The Flundern cemetery contains the graves of Joyce and Canetti. In Kunsthaus Zürich coffee and a bar of chocolate. Inside, the symbolic paintings by Hodler (one showing four women representing the 4 seasons of the day). Leaving, we look for some place to eat. Our field of vision is invaded by cathedral towers and churches, though they were explored a long time ago, on the very first day.

Five Fairytales

The first fairytale takes place in a land where there are both seas and mountains. Right where the shoreline flatlands end and the hills sprout up with their covering of olives. A certain monk lived in a town there, with a female companion, who made pairs of boots for him. A hundred years later in one of the churches, which, seen from outside, appear completely white, someone painted a mural of their mystical marriage. A priest sitting in a booth by the entrance from time to time shouts into his microphone: “Silenzio!”.

The second fairytale takes place in one of the side streets near the station Termini. They serve awful tea and greasy tomato soup. Wine is diluted with carbonated water. Having left, Justyna is crying.

The third fairytale takes place while we are discussing the name Ida.

The fourth fairytale takes place in various locations, among them the square where, among tourists, a couple of young boys are dressed as Roman soldiers.

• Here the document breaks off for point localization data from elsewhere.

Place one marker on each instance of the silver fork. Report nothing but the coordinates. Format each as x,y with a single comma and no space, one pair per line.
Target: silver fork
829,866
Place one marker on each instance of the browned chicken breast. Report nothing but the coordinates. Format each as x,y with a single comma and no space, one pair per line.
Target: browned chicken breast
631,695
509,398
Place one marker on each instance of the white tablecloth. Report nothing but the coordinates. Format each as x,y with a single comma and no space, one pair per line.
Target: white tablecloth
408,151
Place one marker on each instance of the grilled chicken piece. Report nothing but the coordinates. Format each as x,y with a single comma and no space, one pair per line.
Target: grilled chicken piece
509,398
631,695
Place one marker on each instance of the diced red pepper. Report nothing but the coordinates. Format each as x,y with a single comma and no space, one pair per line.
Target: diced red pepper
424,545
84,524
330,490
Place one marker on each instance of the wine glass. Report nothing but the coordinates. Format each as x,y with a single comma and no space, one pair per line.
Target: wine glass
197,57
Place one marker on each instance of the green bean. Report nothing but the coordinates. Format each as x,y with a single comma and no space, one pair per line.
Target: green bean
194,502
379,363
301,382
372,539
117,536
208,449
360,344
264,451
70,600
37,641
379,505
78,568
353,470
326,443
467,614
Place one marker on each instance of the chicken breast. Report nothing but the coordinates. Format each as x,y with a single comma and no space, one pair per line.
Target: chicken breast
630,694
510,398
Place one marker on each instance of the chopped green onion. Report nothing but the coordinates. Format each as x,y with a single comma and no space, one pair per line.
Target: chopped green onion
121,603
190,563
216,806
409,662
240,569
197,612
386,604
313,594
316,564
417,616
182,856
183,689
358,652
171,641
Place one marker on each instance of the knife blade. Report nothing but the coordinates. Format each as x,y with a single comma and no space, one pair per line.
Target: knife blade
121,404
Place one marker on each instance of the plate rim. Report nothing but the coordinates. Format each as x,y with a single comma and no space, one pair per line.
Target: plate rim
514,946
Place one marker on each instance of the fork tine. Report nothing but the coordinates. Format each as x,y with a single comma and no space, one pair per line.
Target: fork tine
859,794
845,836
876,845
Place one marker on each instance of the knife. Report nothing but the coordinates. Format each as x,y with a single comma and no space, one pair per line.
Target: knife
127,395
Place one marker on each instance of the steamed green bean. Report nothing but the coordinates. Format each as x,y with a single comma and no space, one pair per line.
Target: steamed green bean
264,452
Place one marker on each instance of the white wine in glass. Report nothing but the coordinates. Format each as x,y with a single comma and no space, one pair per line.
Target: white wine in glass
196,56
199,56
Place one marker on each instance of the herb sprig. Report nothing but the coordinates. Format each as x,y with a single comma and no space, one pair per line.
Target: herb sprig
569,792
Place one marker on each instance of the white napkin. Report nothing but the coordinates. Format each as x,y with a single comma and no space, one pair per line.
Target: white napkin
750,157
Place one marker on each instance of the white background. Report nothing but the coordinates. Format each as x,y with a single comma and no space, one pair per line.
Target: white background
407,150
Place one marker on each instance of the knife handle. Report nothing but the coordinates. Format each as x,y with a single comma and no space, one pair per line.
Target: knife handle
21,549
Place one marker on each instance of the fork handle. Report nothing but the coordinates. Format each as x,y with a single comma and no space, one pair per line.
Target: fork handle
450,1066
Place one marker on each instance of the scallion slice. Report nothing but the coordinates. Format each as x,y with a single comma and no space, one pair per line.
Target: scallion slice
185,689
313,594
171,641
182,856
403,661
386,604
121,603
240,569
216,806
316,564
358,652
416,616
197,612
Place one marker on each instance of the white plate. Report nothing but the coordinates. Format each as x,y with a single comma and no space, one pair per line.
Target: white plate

One of them has sat down behind a column, accompanied by a woman dressed in 18th century robes. On the other side of the square tables have been set up, each covered with a cloth (a single setting costs 1.5 Euro).

The fifth fairytale will take place in an unspecified location. It could be the entrance to a hotel, and perhaps on the other side of the street someone will be selling sunglasses. The light is likely to be strong.